Разумеется, в булгаковском подходе к теме не было бы ничего оригинального, если бы автор оставался на позитивистском уровне Ренана, Гегеля или Толстого от начала до конца. Но недаром же именовал он себя «мистическим писателем»; роман его перенасыщен тяжёлой мистической энергией, и лишь Иешуа не знает ничего иного, кроме одинокого земного пути, — и на исходе его ждёт мучительная смерть, но отнюдь не Воскресение.
Сын Божий явил нам высший образец смирения, истинно смиряя Свою Божественную силу. Он, Который одним взглядом мог бы разметать и уничтожить всех утеснителей и палачей, приял от них поругание и смерть по доброй воле и во исполнение воли Отца Своего Небесного. Иешуа же явно положился на волю случая и не заглядывает далеко вперёд. Отца он не знает и смирения в себе не несёт, ибо нечего ему смирять. Он слаб, он находится в полной, вопреки своей воле, зависимости от последнего римского солдата и не способен, если бы и захотел, противиться внешней силе. Иешуа жертвенно несёт свою правду, но жертва его не более чем романтический порыв плохо представляющего своё будущее человека.
Христос знал, что Его ждёт. Иешуа такого знания лишён, он простодушно просит Пилата: «А ты бы меня отпустил, игемон…» (448) — и верит, что это возможно. Пилат и впрямь готов был отпустить нищего проповедника, и лишь примитивная провокация Иуды из Кириафа решает исход дела к невыгоде Иешуа. Поэтому, по истине, у Иешуа нет не только волевого смирения, но и подвига жертвенности.
Этот эпизод в романе, эта реплика Иешуа, обретает важнейшее значение в искажении образа Христа. Ибо Иешуа здесь совершает не что иное, а отвергает Голгофу. Чтобы постигнуть смысл просьбы Иешуа, необходимо вспомнить Евангелие:
«С того времени Иисус начал открывать ученикам Своим, что ему должно идти в Иерусалим и много пострадать от старейшин и первосвященников и книжников, и быть убиту, и в третий день воскреснуть. И отозвав Его, Петр начал прекословить Ему: будь милостив к Себе, Господи! Да не будет этого с Тобою! Он же обернувшись сказал: отойди от Меня, сатана! Ты Мне соблазн, потому что думаешь не о том, что Божие, но что человеческое» (Мф. 16, 21–23).
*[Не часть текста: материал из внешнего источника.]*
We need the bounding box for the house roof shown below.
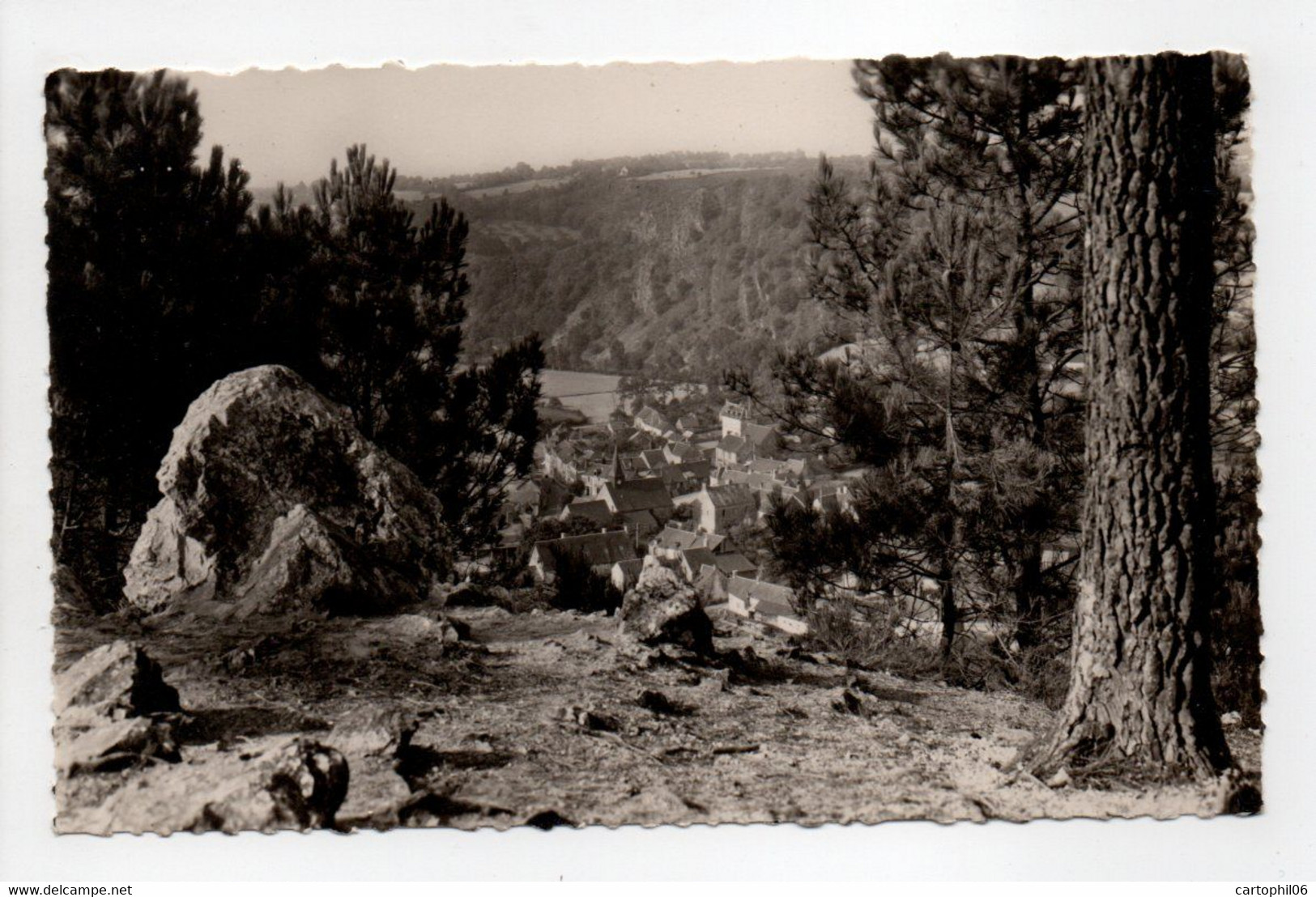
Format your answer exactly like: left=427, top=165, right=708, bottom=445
left=640, top=448, right=667, bottom=470
left=680, top=548, right=718, bottom=572
left=653, top=524, right=726, bottom=551
left=707, top=483, right=754, bottom=508
left=718, top=436, right=749, bottom=453
left=612, top=558, right=645, bottom=585
left=562, top=499, right=612, bottom=526
left=667, top=440, right=701, bottom=461
left=658, top=461, right=712, bottom=485
left=726, top=576, right=795, bottom=617
left=713, top=554, right=758, bottom=576
left=534, top=530, right=636, bottom=571
left=507, top=480, right=543, bottom=504
left=653, top=526, right=699, bottom=548
left=743, top=421, right=777, bottom=446
left=603, top=478, right=672, bottom=514
left=621, top=510, right=659, bottom=535
left=636, top=405, right=671, bottom=431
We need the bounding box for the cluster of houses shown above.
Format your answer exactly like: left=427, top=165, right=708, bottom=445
left=507, top=402, right=850, bottom=632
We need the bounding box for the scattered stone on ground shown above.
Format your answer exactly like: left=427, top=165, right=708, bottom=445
left=124, top=366, right=450, bottom=619
left=57, top=601, right=1261, bottom=834
left=55, top=716, right=179, bottom=775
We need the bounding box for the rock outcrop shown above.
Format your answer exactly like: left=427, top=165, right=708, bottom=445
left=617, top=555, right=713, bottom=657
left=55, top=640, right=179, bottom=720
left=124, top=366, right=450, bottom=617
left=54, top=640, right=181, bottom=775
left=57, top=738, right=347, bottom=834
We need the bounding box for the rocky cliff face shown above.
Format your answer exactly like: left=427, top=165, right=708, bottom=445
left=124, top=366, right=450, bottom=617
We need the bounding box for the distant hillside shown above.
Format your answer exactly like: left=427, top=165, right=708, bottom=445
left=397, top=156, right=874, bottom=379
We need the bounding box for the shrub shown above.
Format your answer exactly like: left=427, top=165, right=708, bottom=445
left=552, top=544, right=621, bottom=614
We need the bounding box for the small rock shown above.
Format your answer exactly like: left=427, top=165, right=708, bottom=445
left=692, top=670, right=732, bottom=693
left=832, top=688, right=865, bottom=716
left=55, top=716, right=179, bottom=775
left=124, top=364, right=451, bottom=617
left=522, top=810, right=577, bottom=831
left=335, top=758, right=412, bottom=830
left=553, top=706, right=621, bottom=731
left=636, top=689, right=692, bottom=716
left=444, top=583, right=507, bottom=608
left=55, top=640, right=181, bottom=720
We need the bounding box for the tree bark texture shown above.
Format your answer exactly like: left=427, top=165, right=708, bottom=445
left=1030, top=54, right=1229, bottom=777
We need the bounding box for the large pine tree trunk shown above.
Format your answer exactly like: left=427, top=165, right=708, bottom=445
left=1030, top=54, right=1229, bottom=777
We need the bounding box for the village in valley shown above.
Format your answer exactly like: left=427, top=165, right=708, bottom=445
left=497, top=385, right=865, bottom=636
left=33, top=55, right=1263, bottom=834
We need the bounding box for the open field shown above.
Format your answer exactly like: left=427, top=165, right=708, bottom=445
left=539, top=370, right=621, bottom=423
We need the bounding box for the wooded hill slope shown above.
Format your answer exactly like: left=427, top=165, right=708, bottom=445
left=400, top=159, right=859, bottom=379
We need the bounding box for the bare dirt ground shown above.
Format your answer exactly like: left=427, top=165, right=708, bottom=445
left=57, top=597, right=1259, bottom=830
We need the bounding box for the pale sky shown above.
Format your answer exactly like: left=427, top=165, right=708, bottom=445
left=183, top=61, right=872, bottom=187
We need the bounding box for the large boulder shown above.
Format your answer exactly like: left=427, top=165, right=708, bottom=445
left=617, top=555, right=713, bottom=657
left=124, top=366, right=451, bottom=617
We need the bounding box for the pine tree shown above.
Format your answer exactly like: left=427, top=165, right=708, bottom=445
left=747, top=57, right=1080, bottom=653
left=296, top=146, right=543, bottom=548
left=45, top=70, right=253, bottom=606
left=1030, top=54, right=1229, bottom=777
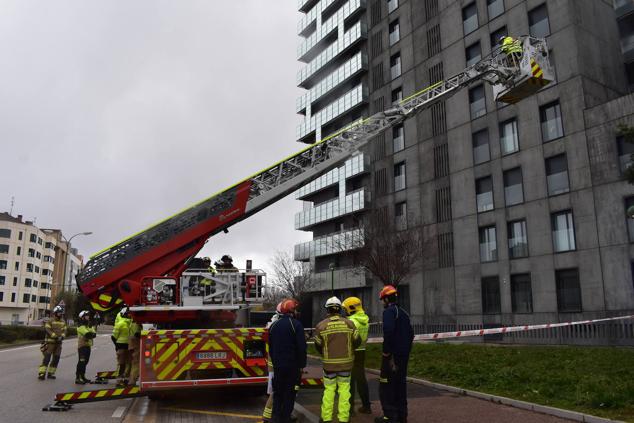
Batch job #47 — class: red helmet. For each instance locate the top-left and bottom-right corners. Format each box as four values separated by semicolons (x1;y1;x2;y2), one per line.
379;285;397;300
279;298;299;314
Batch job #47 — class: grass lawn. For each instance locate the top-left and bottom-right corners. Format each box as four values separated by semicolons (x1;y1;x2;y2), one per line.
310;344;634;422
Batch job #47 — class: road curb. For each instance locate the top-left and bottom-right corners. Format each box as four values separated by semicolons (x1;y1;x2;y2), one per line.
366;369;623;423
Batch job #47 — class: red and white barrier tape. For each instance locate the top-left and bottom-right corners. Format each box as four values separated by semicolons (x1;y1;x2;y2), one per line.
360;315;634;344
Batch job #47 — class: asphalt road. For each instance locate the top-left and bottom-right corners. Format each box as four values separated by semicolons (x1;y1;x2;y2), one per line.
0;335;132;423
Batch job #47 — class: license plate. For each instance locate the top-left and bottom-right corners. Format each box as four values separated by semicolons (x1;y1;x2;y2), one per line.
196;351;227;360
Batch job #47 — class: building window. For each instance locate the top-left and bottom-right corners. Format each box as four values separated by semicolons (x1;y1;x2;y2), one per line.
539;100;564;142
462;2;478;35
508;220;528;259
465;41;482;66
476;176;493;213
551;210;577;253
511;273;533;313
390;53;401;79
471;129;491;164
389;19;401;45
555;269;582;313
487;0;504;20
500;119;520;155
480;225;498;263
491;26;509;51
616;135;634;173
625;197;634;242
528;3;550;38
546;154;570;195
392;88;403;106
504;167;524;206
387;0;398;13
394;201;407;231
394;162;406;191
469;85;487;119
482;276;501;314
392;125;405;153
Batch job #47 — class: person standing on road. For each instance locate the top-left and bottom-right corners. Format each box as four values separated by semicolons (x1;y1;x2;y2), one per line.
374;285;414;423
343;297;372;414
75;310;97;385
110;307;130;386
37;305;66;380
315;297;361;423
269;299;306;423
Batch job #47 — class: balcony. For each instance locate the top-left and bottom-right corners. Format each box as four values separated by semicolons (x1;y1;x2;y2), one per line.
308;268;370;292
294;228;363;261
295;52;368;113
297;21;367;86
296;85;368;141
295;188;370;230
295;154;370;200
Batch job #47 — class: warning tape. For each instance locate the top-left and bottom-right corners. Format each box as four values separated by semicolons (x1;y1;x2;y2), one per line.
368;315;634;344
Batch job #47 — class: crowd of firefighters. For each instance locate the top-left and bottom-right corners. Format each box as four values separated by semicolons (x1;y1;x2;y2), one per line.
262;285;414;423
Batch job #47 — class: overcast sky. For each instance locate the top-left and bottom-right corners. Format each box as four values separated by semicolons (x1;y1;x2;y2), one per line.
0;0;310;274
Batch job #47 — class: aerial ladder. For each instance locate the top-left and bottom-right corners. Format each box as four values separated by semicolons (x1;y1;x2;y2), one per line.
44;37;554;409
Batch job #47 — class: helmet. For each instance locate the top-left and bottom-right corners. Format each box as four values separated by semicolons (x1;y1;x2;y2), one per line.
343;297;363;314
279;298;299;314
379;285;398;300
326;297;341;309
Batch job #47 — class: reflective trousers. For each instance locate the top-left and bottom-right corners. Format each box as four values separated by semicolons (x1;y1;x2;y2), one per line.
350;350;370;408
75;346;90;379
38;341;62;376
271;367;302;423
379;356;409;422
321;371;350;423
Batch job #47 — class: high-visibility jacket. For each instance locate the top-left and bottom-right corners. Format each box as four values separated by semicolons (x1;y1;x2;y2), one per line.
44;317;66;342
77;324;97;348
315;315;361;372
348;310;370;351
502;37;522;54
112;317;130;344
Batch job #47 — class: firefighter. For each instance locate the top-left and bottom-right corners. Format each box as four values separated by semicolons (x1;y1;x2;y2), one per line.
315;297;361;423
110;307;130;386
75;310;97;385
343;297;372;414
269;299;306;423
374;285;414;423
500;35;522;66
127;319;142;385
37;305;66;380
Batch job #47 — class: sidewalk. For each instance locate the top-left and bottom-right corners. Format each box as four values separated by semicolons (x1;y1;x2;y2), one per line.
297;366;570;423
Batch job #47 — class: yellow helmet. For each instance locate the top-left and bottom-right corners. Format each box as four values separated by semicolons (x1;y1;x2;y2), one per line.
343;297;363;314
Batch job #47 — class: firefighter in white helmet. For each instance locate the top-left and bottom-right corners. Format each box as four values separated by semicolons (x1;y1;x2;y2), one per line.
315;297;361;423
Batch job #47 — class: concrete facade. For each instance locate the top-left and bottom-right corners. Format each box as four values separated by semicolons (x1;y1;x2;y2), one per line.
296;0;634;342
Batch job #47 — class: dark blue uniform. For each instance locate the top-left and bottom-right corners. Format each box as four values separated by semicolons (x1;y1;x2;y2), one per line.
379;304;414;423
269;315;306;423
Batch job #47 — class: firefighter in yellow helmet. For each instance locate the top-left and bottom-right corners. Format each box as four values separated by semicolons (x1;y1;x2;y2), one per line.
315;297;361;423
343;297;372;414
37;305;66;380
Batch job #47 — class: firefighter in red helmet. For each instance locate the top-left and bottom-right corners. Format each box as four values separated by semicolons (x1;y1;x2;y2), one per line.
375;285;414;423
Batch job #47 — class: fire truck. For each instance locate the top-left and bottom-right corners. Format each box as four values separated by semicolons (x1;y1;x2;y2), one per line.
45;37;554;409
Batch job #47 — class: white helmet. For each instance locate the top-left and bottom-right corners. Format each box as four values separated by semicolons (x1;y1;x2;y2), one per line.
326;297;341;308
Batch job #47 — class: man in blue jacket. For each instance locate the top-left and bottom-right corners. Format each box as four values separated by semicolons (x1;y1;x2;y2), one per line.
374;285;414;423
269;299;306;423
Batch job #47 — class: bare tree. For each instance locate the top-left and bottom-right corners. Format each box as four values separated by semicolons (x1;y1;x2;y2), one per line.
335;209;423;285
267;251;314;304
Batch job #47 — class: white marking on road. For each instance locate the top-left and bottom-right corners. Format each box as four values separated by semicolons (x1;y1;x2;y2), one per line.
112;407;126;419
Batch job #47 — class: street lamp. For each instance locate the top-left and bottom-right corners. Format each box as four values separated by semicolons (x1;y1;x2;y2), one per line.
328;263;335;297
60;232;92;292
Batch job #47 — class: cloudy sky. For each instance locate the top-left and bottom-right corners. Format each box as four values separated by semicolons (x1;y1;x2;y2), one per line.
0;0;310;274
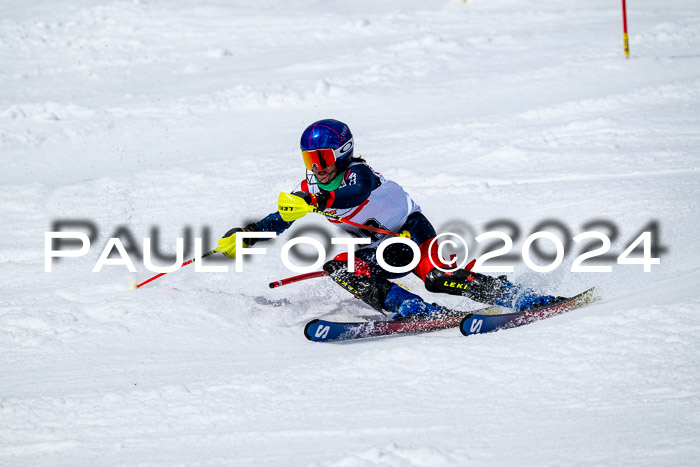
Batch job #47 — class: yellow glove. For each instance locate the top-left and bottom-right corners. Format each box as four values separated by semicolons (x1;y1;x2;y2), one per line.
219;227;252;259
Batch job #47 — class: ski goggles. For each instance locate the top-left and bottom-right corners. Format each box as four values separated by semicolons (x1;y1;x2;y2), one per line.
301;148;336;170
301;138;353;171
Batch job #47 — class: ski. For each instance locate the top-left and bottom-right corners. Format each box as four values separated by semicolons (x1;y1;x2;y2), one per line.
459;288;593;336
304;306;503;342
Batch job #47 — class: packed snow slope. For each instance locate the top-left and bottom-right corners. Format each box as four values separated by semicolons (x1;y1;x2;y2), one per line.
0;0;700;466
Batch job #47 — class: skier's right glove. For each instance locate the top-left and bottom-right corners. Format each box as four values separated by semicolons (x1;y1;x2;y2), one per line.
292;190;331;211
219;224;255;259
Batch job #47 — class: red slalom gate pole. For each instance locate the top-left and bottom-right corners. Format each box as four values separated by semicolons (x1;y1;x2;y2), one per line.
270;271;328;289
622;0;630;58
136;248;219;289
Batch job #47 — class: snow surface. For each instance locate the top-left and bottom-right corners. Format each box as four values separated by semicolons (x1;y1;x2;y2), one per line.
0;0;700;466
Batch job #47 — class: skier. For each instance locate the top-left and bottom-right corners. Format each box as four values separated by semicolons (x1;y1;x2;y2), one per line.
219;119;554;319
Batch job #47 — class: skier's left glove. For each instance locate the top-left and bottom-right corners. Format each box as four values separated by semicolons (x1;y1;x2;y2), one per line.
219;224;256;259
292;190;331;211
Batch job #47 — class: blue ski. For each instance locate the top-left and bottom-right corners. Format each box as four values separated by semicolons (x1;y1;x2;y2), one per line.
459;288;593;336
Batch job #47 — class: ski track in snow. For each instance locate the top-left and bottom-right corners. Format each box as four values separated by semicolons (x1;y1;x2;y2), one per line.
0;0;700;466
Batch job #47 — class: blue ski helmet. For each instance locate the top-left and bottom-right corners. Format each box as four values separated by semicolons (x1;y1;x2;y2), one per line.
301;119;354;170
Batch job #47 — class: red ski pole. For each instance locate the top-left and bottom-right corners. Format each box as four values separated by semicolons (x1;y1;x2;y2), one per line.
270;271;328;289
136;248;219;289
622;0;630;58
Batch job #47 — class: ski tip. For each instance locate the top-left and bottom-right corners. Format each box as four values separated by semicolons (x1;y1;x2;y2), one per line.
304;319;320;342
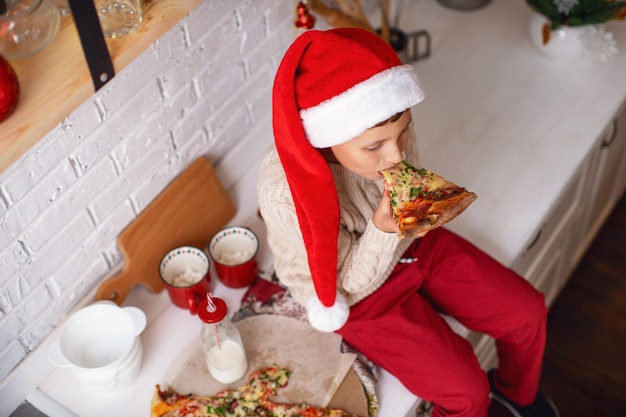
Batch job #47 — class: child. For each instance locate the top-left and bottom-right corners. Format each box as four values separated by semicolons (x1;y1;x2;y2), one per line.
258;29;558;417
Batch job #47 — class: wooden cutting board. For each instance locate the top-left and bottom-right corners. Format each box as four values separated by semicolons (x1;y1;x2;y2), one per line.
96;158;236;304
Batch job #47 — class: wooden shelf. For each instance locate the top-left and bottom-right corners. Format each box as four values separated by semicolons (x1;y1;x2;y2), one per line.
0;0;201;172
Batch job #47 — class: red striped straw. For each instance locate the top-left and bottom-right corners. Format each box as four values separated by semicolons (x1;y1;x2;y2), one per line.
206;292;222;349
206;292;217;313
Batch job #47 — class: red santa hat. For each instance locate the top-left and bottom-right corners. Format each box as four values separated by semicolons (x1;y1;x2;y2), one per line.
272;28;424;332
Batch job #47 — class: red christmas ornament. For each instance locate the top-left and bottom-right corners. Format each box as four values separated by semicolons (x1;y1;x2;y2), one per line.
0;55;20;122
294;1;315;29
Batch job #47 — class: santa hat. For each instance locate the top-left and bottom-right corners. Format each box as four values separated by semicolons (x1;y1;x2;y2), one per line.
272;28;424;332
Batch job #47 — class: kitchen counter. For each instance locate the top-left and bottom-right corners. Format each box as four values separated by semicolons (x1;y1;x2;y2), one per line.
0;1;626;417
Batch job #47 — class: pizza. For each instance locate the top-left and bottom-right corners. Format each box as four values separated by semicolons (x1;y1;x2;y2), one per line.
382;161;476;239
150;366;356;417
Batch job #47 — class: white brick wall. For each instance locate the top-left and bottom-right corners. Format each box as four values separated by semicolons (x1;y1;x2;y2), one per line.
0;0;294;381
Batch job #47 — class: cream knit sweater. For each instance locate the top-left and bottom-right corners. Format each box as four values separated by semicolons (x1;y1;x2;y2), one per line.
257;132;417;306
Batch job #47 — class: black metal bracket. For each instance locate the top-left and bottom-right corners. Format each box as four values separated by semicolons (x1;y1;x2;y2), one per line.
69;0;115;91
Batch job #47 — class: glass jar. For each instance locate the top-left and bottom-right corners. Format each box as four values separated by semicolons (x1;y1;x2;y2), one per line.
198;293;248;384
0;0;61;60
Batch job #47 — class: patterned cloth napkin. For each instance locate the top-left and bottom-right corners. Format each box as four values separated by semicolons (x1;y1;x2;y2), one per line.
232;274;379;417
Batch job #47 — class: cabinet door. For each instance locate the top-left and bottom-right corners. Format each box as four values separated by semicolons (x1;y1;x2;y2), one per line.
581;112;626;248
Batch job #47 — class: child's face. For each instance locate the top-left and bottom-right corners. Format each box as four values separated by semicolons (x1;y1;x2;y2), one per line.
331;110;411;180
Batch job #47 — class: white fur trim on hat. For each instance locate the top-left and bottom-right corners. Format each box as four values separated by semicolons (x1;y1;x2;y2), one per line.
306;293;350;332
300;64;424;148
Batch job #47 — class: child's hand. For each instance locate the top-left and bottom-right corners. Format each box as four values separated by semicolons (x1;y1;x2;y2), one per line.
372;183;400;233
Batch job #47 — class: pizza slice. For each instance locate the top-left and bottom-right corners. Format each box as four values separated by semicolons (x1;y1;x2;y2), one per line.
150;366;354;417
382;161;477;239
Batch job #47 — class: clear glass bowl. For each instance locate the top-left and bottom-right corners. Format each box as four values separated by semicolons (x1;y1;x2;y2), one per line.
0;0;61;60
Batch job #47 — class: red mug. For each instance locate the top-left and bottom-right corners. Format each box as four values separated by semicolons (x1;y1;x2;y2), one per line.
159;246;211;314
209;226;259;288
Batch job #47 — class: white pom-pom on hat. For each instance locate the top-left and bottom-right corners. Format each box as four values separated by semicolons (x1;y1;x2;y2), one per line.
306;293;350;332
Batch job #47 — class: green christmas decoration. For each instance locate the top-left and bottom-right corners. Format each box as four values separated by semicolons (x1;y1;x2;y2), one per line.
526;0;626;30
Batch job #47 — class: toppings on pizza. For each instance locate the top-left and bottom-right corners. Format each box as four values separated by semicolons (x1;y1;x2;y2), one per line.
382;161;476;238
150;366;354;417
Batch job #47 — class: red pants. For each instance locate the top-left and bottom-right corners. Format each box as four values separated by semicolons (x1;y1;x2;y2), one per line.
338;228;547;417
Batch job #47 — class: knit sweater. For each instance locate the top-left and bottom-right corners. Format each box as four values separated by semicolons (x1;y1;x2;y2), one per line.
257;132;417;306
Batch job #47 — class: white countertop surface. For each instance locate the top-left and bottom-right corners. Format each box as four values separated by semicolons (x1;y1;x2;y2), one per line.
0;0;626;417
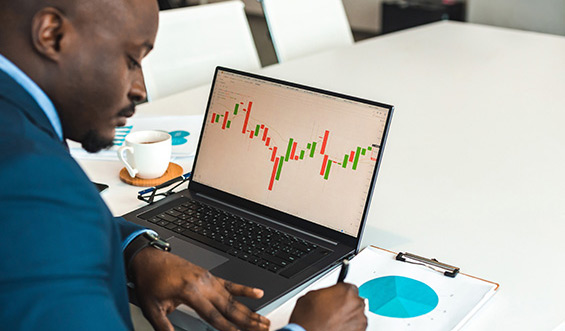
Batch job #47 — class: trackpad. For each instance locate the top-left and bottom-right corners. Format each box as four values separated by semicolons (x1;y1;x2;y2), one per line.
167;237;229;270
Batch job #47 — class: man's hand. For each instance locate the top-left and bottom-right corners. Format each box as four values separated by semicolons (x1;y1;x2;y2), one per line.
290;283;367;331
131;247;270;331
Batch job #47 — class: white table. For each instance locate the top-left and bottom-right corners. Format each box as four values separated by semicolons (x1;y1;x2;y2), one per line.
78;22;565;330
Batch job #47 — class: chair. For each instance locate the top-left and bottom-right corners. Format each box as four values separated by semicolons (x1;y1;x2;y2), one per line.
260;0;353;62
143;1;261;100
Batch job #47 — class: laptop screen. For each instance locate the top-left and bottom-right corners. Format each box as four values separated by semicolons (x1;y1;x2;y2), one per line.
192;69;392;237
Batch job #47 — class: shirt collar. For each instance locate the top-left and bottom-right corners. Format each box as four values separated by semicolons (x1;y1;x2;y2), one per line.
0;54;63;140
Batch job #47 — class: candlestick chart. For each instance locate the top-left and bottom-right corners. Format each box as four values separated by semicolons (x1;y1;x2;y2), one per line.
193;72;389;235
210;101;380;191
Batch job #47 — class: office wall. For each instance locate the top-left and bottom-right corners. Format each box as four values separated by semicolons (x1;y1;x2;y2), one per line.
240;0;382;33
467;0;565;35
238;0;565;35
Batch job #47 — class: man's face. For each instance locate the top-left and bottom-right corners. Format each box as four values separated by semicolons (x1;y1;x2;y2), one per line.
53;0;158;152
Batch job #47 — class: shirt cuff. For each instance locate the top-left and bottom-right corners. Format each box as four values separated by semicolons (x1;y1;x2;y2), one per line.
122;229;158;252
283;323;306;331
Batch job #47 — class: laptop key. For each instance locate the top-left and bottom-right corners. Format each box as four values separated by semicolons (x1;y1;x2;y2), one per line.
157;214;177;222
165;209;182;217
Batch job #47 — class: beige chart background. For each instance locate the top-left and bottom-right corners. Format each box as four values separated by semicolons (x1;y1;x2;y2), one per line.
194;71;388;236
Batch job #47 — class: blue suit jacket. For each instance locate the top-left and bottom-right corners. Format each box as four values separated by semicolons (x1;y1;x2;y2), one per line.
0;70;145;331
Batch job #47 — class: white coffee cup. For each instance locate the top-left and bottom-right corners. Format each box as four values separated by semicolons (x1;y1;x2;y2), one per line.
118;131;172;179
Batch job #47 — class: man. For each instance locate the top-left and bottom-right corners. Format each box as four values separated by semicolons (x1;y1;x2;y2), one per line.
0;0;366;331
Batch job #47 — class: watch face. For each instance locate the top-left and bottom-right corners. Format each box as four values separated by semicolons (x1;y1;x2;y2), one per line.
145;232;171;252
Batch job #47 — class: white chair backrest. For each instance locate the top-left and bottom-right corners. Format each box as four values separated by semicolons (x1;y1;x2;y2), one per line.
260;0;353;62
143;1;261;100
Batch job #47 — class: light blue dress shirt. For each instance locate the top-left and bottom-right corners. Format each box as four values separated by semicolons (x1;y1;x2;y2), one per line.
0;54;63;141
284;323;306;331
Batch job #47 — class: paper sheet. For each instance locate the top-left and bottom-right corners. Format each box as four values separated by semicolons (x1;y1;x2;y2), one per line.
268;247;496;330
68;115;204;160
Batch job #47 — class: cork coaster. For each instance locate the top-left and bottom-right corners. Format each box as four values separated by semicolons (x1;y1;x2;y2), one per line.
120;162;182;187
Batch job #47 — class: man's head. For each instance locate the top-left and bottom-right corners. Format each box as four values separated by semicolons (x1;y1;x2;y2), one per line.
0;0;158;152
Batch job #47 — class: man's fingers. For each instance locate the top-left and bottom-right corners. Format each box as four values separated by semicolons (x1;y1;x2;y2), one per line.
218;278;264;299
139;305;175;331
190;298;239;331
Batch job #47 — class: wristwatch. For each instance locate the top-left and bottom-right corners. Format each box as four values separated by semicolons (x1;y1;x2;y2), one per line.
124;231;171;281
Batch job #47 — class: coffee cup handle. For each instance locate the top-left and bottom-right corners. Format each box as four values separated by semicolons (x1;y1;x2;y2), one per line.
118;146;139;178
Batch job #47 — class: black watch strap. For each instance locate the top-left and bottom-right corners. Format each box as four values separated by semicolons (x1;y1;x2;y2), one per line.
124;232;171;281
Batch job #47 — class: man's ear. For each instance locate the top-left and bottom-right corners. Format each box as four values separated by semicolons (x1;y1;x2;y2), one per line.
31;7;70;62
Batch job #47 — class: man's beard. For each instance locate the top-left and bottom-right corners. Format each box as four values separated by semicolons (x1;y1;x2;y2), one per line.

Апостол, по понятной человеческой слабости, не сознавая ещё смысла грядущего, желал не допустить страданий и гибели Учителя. Но это означало отказ от того, ради чего Спаситель пришёл в мир. Отвержение Голгофы было отвержением домостроительства спасения, то есть того, чего не хотел допустить враг. Оттого так резок в Своём ответе Учитель: отойди, сатана!
Иешуа высказывает, таким образом, именно сатанинскую мысль. Это окончательно превращает историю бродячего философа в «евангелие от сатаны».
У Иешуа нет и трезвой мудрости Христа. По свидетельству евангелистов, Сын Божий не был многословен перед лицом Своих судий. Иешуа, напротив, чересчур говорлив. В необоримой наивности своей он готов каждого наградить званием доброго человека и договаривается под конец до абсурда, утверждая, что центуриона Марка изуродовали именно «добрые люди». Он вообще как бы находится по другую сторону добра и зла.
В подобных идеях нет ничего общего с истинным милосердием Христа, простившего Своим палачам их преступление. Ибо Христос ясно видел все тёмные стороны человеческие и нередко резко обличал пороки тех, с кем Ему доводилось общаться. И Он прощал именно знаемые Им грехи.
Иешуа же не может никому и ничего прощать, ибо простить можно лишь вину, грех, а он не ведает о грехе. Следовательно, он не может и взять на себя грех мира (Ин. 1, 29). Как не может стать и подлинным Искупителем.
Тут можно и должно сделать окончательный важный вывод: Иешуа Га-Ноцри, пусть и человек, не предназначен судьбой к совершению искупительной жертвы, не способен на неё. Это — центральная идея булгаковского повествования о бродячем правдовозвестителе, и это отрицание того важнейшего, что несёт в себе Новый Завет.
Но и как проповедник Иешуа безнадёжно слаб, ибо не в состоянии дать людям главного — веры, которая может послужить им опорой в жизни. Что говорить о других, если не выдерживает первого же испытания даже верный ученик, в отчаянии посылающий проклятия Богу при виде казни Иешуа.
Да и уже отбросивший человеческую природу, спустя без малого две тысячи лет после событий в Ершалаиме, Иешуа, ставший наконец Иисусом, не может одолеть в споре всё того же Понтия Пилата, и бесконечный диалог их теряется где-то в глубине необозримого грядущего — на пути, сотканном из лунного света. Или здесь христианство вообще являет свою несостоятельность?